While it seems like I have been embroidering "forever" I can’t really tell you what got me started. However, I clearly remember when I learned to crochet. My grandparents and an aunt and uncle lived in Ulysses, in southwestern Kansas. When I was seven years old I got to spend a couple weeks at grandma’s house. During that time, my aunt taught me to crochet granny squares. I crocheted all sorts of things out of granny squares including a floppy hat for my Barbie doll. In my teens, I taught my mother to crochet and somewhere along in there my grandmother also learned to crochet. I still have some of those afghans today in the classic 1970’s oranges, greens, and golds! Another thing that happened that summer was my cousin, Dwight, entered some chocolate chip cookies in the open foods category at the county fair. The grand champion was crowned the Sugar Beet Queen (it was sugar beet country). This was a coveted title with matrons vying for the bragging rights year after year. Dwight’s cookies were chosen Grand Champion. Boy, it caused a lot of controversy. Not only was he male, he was only six! Finally it was decided he was eligible to win.
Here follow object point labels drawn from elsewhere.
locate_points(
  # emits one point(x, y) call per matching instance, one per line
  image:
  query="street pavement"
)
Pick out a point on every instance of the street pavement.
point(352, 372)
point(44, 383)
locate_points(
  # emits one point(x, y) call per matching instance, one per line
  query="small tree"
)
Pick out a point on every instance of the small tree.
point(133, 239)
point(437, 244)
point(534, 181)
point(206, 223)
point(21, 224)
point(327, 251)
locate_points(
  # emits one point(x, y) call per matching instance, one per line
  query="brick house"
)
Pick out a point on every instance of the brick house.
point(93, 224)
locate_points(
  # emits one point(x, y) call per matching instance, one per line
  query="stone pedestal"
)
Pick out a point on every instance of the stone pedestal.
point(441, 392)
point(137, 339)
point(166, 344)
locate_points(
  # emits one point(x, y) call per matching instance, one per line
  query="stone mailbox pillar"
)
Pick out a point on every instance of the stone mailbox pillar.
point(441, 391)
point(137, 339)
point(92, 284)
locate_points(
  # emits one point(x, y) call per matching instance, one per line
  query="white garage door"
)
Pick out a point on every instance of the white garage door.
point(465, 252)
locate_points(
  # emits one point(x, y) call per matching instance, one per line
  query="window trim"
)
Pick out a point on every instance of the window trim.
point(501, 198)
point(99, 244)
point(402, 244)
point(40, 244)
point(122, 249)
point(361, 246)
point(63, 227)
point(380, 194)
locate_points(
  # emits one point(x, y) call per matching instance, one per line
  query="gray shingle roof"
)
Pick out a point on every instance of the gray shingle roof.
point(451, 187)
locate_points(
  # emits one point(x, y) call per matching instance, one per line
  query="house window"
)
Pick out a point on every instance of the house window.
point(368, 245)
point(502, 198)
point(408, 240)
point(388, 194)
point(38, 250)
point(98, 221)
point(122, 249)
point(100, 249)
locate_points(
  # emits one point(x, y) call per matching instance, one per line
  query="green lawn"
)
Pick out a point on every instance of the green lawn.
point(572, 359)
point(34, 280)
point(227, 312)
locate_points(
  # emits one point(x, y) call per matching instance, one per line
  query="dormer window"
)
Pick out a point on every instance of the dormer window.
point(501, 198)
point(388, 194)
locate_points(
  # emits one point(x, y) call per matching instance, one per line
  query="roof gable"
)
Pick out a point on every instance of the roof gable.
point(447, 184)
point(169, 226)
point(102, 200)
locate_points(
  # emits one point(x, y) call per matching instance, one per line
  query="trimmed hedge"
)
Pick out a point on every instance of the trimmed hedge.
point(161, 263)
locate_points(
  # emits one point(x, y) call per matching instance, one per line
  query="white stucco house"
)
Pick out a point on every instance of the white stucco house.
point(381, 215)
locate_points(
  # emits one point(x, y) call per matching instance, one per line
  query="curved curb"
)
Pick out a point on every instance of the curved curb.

Dwight rode in the designated convertible at the parade, the first ever Sugar Beet King of Grant County, Kansas. The recipe he used? The Toll House Chocolate Chip Cookie recipe right off the back of the package. He said the secret to his win was the cookies went right from the oven to the fairgrounds and the chips might have still been a little warm and gooey!
ORIGINAL NESTLE TOLL HOUSE CHOCOLATE CHIP COOKIES
PREHEAT oven to 375 degrees F.
COMBINE flour, baking soda and salt in small bowl. Beat butter, granulated sugar, brown sugar and vanilla extract in large mixer bowl until creamy. Add eggs, one at a time, beating well after each addition. Gradually beat in flour mixture. Stir in morsels and nuts. Drop by rounded tablespoon onto ungreased baking sheets.
BAKE for 9 to 11 minutes or until golden brown. Cool on baking sheets for 2 minutes; remove to wire racks to cool completely.